How much is my RIA or wealth management firm worth in 2026?

An established US RIA typically sells for roughly 7x to 16x EBITDA in 2026, with the median 2025 deal landing at ~11.6x EBITDA. By profile: small owner-dependent advisor books at 4.5x-7x; sub-$500M AUM firms (the typical tuck-in target) at 7x-10x; established RIAs with real teams and growth ($500M-$2B AUM) at 9x-13x; scaled aggregator-target RIAs ($2B+ AUM, 95%+ recurring, organic growth, G2 team) at 12x-16x; premium strategic deals reach 16x-20x (Goldman reportedly paid ~18x EBITDA for United Capital). On a revenue basis, 2-6x annual revenue is the typical range. The biggest multiple drivers are recurring fee revenue percentage (90%+ is premium territory), organic growth rate (5-10% annual organic AUM growth = top of range), EBITDA margin (30-45%+ for well-run firms), advisor productivity, niche depth, succession/G2 quality, and tech-stack simplicity. Use our free valuation tool for a sector-adjusted estimate.

Why are some RIAs getting 8x EBITDA and others 15x on the same size?

Because the aggregators price RIAs on a very specific set of attributes, and the gap between average and premium is enormous. Two $1B-AUM firms can sell for 8x and 15x on the same EBITDA. The 8x firm: 75-80% recurring revenue (heavy commission/planning-fee mix), 1-2% organic growth (most of last year’s growth was market drift), 22-25% EBITDA margin (overstaffed or under-priced), founder runs 70% of client meetings, single owner with no G2, complex in-house investment models, generic suburban book. The 15x firm: 92%+ recurring fee revenue, 6%+ organic AUM growth documented for 3 years, 38%+ EBITDA margin, $120M+ AUM per advisor, G2 team with equity and retention agreements, niche serving business owners or physicians, mainstream tech and custodial stack, clean compliance file. Same AUM, same EBITDA, ~$40M+ swing in enterprise value. The premium is for execution against the aggregators’ checklist, and that checklist is well-known and entirely controllable over 24 months.

Who is buying RIAs in 2026?

PE-backed aggregators dominate the buy side: ~72% of RIA transactions and ~92% of transacted AUM in 2025. The most active by deal count in 2025: Wealth Enhancement Group (17 deals, backed by TA Associates and Onex), Merit Financial Advisors (13, Wealth Partners Capital Group + HGGC), Beacon Pointe Advisors (12, Abry Partners), Mercer Advisors (11, Genstar Capital / Oak Hill / Altas Partners), Creative Planning (10, General Atlantic + TPG), EP Wealth Advisors (10, Wealth Partners Capital Group + Berkshire), Mariner Wealth Advisors (9, Leonard Green & Partners).
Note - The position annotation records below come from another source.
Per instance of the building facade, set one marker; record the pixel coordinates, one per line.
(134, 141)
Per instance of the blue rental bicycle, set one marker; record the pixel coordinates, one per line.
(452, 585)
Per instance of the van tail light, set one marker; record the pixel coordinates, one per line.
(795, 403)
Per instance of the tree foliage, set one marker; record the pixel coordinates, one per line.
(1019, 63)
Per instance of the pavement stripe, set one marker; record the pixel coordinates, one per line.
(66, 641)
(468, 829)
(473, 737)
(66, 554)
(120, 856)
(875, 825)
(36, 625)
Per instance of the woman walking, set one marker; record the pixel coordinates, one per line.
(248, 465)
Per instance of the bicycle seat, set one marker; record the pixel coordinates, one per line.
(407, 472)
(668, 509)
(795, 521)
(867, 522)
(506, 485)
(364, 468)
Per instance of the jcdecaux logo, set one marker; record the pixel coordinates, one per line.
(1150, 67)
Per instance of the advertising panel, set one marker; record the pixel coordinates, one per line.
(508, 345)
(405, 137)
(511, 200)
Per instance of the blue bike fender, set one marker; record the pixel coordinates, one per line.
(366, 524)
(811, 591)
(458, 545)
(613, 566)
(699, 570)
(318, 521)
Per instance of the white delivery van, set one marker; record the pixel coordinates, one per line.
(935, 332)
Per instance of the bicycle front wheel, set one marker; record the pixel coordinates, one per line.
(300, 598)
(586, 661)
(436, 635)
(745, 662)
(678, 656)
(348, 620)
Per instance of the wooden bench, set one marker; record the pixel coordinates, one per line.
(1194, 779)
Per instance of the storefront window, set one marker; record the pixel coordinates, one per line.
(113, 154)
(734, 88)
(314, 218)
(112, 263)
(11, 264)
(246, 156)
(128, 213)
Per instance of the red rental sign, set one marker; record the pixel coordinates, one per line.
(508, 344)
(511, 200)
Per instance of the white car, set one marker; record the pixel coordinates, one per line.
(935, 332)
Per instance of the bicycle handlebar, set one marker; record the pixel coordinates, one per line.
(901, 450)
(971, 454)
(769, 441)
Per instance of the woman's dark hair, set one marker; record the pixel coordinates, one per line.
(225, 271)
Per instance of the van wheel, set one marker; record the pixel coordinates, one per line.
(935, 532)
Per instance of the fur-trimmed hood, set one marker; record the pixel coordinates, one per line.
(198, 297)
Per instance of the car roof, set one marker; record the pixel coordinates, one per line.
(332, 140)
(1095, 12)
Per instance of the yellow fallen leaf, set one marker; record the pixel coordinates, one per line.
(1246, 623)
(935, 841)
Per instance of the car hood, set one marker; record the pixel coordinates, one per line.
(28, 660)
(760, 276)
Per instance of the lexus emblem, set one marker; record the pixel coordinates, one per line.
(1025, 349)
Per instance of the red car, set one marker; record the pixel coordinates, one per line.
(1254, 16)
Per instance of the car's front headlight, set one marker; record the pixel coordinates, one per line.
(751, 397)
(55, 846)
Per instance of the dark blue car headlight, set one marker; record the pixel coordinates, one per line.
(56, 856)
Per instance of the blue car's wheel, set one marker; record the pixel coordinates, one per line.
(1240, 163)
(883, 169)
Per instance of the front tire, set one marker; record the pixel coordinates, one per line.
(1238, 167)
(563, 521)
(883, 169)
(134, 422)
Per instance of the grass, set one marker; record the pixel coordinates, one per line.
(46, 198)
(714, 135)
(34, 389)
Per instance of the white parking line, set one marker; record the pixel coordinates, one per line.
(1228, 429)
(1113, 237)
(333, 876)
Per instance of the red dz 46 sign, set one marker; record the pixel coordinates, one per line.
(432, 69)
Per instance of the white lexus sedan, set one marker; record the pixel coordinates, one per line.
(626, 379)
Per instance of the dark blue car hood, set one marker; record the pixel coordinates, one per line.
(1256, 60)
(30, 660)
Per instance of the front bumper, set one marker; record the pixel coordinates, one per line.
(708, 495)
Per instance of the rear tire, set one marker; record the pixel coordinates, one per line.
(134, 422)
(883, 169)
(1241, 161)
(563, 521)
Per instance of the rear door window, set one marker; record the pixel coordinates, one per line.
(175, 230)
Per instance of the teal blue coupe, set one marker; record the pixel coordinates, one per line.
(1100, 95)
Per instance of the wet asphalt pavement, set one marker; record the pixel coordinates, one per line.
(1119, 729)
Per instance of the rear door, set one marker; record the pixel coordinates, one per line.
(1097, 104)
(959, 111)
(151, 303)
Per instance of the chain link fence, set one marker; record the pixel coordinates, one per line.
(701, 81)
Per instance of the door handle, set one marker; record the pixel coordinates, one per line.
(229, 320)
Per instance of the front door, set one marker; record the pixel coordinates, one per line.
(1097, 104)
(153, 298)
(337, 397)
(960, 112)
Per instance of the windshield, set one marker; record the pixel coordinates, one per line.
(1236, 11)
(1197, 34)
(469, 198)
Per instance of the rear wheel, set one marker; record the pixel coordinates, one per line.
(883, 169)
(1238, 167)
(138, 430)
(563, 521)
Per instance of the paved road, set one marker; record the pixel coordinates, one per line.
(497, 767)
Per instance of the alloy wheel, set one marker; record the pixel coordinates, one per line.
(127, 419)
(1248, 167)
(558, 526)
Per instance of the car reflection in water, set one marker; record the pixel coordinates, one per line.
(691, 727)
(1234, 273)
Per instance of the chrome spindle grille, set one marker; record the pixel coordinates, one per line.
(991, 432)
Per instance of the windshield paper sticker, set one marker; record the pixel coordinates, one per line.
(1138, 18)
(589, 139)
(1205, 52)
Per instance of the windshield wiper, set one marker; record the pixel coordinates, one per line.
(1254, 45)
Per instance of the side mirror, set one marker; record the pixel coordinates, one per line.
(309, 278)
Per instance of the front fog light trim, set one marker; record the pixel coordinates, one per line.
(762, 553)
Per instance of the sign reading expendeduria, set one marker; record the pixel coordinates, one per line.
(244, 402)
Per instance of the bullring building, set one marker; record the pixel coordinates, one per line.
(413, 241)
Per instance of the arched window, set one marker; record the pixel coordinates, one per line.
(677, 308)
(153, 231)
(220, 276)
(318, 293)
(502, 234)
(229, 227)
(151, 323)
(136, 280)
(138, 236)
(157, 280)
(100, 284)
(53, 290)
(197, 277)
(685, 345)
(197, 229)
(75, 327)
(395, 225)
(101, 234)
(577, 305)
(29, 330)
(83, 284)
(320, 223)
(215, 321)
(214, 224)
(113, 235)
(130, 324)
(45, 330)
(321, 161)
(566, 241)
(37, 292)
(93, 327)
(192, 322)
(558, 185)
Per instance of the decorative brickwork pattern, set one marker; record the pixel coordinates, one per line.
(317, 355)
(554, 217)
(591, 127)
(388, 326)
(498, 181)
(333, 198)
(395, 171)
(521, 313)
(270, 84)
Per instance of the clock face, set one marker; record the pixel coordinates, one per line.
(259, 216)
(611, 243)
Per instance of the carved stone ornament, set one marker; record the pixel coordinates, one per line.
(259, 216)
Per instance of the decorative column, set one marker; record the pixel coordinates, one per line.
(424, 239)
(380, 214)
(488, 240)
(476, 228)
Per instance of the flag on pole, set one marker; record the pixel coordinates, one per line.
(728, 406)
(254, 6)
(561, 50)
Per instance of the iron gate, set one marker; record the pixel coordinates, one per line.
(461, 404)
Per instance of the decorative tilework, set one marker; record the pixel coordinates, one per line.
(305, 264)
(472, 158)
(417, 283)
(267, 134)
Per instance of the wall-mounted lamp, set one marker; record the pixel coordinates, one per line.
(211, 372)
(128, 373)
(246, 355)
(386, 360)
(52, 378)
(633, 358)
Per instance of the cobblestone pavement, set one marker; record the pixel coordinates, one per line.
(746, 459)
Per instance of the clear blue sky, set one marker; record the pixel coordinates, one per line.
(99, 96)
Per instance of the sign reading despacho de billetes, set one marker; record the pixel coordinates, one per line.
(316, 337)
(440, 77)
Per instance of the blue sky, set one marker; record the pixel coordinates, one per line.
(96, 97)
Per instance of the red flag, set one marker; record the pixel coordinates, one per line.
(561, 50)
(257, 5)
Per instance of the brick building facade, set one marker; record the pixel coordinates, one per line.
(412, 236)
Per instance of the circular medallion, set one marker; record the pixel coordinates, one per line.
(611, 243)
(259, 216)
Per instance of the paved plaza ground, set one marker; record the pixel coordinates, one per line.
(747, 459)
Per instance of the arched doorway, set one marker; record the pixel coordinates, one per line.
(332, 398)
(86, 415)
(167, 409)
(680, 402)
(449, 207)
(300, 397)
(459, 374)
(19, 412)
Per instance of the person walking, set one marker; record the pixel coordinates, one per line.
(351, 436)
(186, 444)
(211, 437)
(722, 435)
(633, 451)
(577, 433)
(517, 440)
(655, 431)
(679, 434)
CW Advisors, Focus Partners Wealth, Waverly Advisors at 8 each. Plus CAPTRUST (GTCR, Carlyle), Focus Financial Partners (CD&R take-private), Goldman Sachs (acquired United Capital at ~18x), and 20+ other aggregators below the top 10. Buyer pool also includes strategic banks/brokerages and search funders for smaller books. CT also has buyers in its network specifically targeting RIAs.

Why does recurring revenue percentage matter so much for an RIA’s value?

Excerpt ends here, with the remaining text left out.